Sessions and object lifetimes

In this post we will see how C++ object lifetime can be used to control the duration of sessions: time spent owing and using a resource. The goal is to get a better understanding of what tools the language offers for using and sharing resources efficiently.

In this post I am using terms defined in another post, “«Resource» or «Session»?”:

Resource — something we may be short or out of and that we need to share with others (and do the sharing efficiently).

Session — the time period we spend with the resource as its exclusive owner.

When working with programs we often need to use resources, and when performance is critical, you need to keep track of how often and for how long you keep your resources for you; therefore the concept of a session is essential.

As discussed in another post, “C++’s best feature”, the language gives us a convenient tool for managing sessions: a predictable and well-defined object lifetime.

Guard objects

In the simplest case we can tie the session to object’s lifetime directly: session starts when object’s lifetime starts and it ends when object’s lifetime ends.

We can illustrate it with an example. On Linux systems you can “start a session” with a socket by calling C function socket; you end the session by calling another C function: close. (For a nice tutorial on using sockets in Linux see here.)

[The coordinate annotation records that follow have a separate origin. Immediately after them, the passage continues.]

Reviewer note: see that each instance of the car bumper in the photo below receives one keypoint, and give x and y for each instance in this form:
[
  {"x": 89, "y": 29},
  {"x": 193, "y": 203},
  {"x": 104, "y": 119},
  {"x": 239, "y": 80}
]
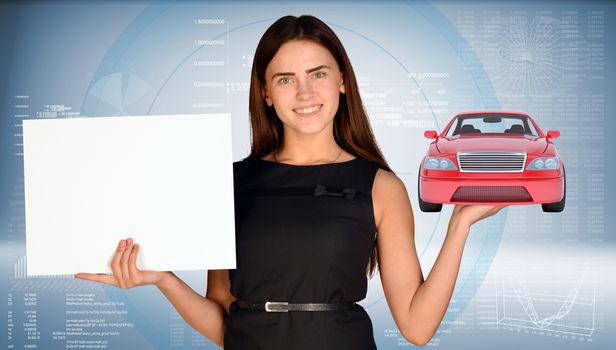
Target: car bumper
[{"x": 476, "y": 189}]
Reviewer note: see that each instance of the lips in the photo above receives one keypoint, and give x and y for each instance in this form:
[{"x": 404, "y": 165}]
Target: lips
[{"x": 306, "y": 111}]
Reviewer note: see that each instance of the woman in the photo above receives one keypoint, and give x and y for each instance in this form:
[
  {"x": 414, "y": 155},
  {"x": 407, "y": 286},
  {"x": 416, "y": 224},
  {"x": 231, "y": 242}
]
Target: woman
[{"x": 315, "y": 204}]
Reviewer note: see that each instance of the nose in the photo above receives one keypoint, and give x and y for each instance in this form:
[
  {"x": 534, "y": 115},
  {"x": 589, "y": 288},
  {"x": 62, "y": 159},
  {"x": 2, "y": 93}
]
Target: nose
[{"x": 304, "y": 90}]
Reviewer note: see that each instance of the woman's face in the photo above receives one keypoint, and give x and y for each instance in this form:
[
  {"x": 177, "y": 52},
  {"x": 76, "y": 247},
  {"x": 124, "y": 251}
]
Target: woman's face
[{"x": 303, "y": 82}]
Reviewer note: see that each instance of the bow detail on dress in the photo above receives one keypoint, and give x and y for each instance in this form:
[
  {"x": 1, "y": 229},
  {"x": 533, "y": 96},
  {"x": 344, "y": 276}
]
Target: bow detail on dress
[{"x": 346, "y": 193}]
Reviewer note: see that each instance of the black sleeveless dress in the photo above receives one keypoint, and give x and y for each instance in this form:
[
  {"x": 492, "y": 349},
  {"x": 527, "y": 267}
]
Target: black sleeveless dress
[{"x": 304, "y": 234}]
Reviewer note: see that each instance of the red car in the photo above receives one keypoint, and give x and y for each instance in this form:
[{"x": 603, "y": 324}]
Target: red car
[{"x": 492, "y": 157}]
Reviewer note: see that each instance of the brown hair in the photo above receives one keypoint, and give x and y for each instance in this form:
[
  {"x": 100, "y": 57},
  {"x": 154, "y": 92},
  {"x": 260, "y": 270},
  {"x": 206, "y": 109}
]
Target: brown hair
[{"x": 352, "y": 130}]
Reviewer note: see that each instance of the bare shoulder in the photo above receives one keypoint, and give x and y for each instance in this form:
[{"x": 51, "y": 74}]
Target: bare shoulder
[{"x": 388, "y": 193}]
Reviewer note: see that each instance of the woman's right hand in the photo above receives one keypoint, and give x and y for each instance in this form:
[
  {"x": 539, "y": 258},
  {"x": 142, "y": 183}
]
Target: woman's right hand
[{"x": 125, "y": 272}]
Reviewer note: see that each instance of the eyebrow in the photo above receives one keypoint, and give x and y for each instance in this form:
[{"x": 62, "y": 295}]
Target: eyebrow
[{"x": 308, "y": 71}]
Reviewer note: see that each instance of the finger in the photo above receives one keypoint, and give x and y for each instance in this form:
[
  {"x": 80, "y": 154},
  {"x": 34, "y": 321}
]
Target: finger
[
  {"x": 115, "y": 263},
  {"x": 124, "y": 263},
  {"x": 133, "y": 271},
  {"x": 98, "y": 277}
]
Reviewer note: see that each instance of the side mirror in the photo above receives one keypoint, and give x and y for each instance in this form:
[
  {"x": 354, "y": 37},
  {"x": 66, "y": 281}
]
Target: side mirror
[
  {"x": 430, "y": 134},
  {"x": 552, "y": 134}
]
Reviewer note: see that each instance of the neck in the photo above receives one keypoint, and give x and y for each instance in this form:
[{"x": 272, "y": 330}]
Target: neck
[{"x": 308, "y": 149}]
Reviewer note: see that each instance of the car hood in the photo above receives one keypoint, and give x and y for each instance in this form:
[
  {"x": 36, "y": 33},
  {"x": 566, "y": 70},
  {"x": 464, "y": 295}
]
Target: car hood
[{"x": 525, "y": 143}]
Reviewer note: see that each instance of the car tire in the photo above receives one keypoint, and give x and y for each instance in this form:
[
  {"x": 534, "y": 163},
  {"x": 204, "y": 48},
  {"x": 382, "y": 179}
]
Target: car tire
[
  {"x": 558, "y": 206},
  {"x": 426, "y": 206}
]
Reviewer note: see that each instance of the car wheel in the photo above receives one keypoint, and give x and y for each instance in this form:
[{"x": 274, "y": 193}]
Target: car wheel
[
  {"x": 426, "y": 206},
  {"x": 558, "y": 206}
]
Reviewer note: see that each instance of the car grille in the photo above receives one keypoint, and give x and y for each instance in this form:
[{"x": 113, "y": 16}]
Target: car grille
[
  {"x": 492, "y": 161},
  {"x": 491, "y": 194}
]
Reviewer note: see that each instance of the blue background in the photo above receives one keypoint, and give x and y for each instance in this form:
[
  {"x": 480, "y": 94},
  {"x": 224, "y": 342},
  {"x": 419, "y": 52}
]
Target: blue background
[{"x": 528, "y": 278}]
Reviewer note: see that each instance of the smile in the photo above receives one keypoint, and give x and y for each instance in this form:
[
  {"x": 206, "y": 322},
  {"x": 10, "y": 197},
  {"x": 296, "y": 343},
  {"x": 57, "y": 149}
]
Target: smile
[{"x": 307, "y": 110}]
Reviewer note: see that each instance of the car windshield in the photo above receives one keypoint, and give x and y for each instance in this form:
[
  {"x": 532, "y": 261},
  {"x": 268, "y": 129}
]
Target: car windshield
[{"x": 492, "y": 124}]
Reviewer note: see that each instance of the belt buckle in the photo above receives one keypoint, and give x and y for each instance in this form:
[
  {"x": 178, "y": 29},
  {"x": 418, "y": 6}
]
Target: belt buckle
[{"x": 277, "y": 306}]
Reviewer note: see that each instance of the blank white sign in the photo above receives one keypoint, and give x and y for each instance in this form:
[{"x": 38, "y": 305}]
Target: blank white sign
[{"x": 165, "y": 181}]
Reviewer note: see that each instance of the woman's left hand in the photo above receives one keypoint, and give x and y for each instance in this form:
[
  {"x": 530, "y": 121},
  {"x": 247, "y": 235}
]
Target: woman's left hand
[{"x": 470, "y": 214}]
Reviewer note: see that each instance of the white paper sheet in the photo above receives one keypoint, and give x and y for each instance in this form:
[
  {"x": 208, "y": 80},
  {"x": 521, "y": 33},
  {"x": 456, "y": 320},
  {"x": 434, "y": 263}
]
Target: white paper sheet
[{"x": 165, "y": 181}]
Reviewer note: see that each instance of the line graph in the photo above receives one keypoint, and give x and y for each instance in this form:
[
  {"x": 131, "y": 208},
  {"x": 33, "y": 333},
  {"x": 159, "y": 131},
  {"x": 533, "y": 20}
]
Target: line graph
[{"x": 568, "y": 309}]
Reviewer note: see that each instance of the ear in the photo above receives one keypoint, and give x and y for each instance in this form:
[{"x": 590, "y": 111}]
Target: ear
[{"x": 266, "y": 96}]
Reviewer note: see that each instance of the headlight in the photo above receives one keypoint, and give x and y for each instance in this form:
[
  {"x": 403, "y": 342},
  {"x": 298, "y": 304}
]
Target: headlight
[
  {"x": 544, "y": 163},
  {"x": 432, "y": 163}
]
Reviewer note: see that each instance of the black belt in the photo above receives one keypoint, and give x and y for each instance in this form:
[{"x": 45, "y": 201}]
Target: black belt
[{"x": 283, "y": 306}]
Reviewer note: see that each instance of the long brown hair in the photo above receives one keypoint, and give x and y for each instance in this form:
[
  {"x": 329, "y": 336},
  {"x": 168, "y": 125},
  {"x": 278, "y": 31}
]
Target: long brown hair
[{"x": 352, "y": 130}]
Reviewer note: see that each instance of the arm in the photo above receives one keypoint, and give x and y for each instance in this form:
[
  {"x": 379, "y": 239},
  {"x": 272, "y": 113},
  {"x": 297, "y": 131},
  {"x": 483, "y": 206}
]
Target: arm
[
  {"x": 204, "y": 314},
  {"x": 417, "y": 306}
]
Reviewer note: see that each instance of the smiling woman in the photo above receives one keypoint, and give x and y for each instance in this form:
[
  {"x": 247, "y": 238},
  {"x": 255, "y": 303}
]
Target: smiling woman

If we want to tie these functions to a lifetime of an object we define a class and put the two functions in constructor and destructor respectively:

#include <sys/socket.h> // Linux header
#include <unistd.h>     // Linux header
#include <stdexcept>

class SocketGuard
  int socket_id;

  explicit SocketGuard()
    : socket_id{ socket(AF_INET, SOCK_STREAM, 0) }
    if (socket_id < 0)
      throw std::runtime_error{ translate_err(socket_id) };

  ~SocketGuard() { close(socket_id); } // ignore error code

  int id() const { return socket_id; }

  // class invariant: id() >= 0
  SocketGuard(SocketGuard const&) = delete;
  SocketGuard(SocketGuard&&)      = delete;

A couple of things to note. The whole state of the socket is stored indirectly through one int. Although the system needs to hold a lot of data connected to an open socket, class SocketGuard has size and layout compatible with type int.

In constructor we check for the error condition, and if one occurs we throw an exception. If an exception is thrown from constructor, object’s lifetime does not start. If the object’s lifetime does not start, it cannot end, therefore destructor will not be called.

Conversely, if constructor does not end in exception, we guarantee that we store a file descriptor to a valid and open socket. There is no need to check in destructor if socket_id is valid: it just is. There is no need to check it in id() either, and thinking what to do if it isn’t. This is reflected in the class invariant. It says that whenever we call id() it will always return a valid socket ID. Branch instructions may be expensive at run-time, and we are able to avoid a number of them.

Note that the call to function close might fail (and return an error code). We are ignoring this failure. We follow the reasoning outlined in this post. We use exceptions only to signal the failure that prevents us from doing our task. (The task in this case would be to communicate with some other program using the socket.) Failure to release the resource and share it with others is not a failure to do the task.

This particular example illustrates one other interesting thing. The fact that we do not pass any arguments in the constructor does not imply that we will be creating some partially-formed object. In our case the default constructor starts a session with a fully operational resource.

This is an ideal example of design pattern known as RAII.

The guarantee that an object whose lifetime started (and not yet ended) represents a valid session with a resource is very important: it makes the code that works with such an object very simple and concise. Throwing an exception from constructor on resource acquisition failure is one way of fulfilling this guarantee. I know of at least one more: it is implemented in std::lock_guard.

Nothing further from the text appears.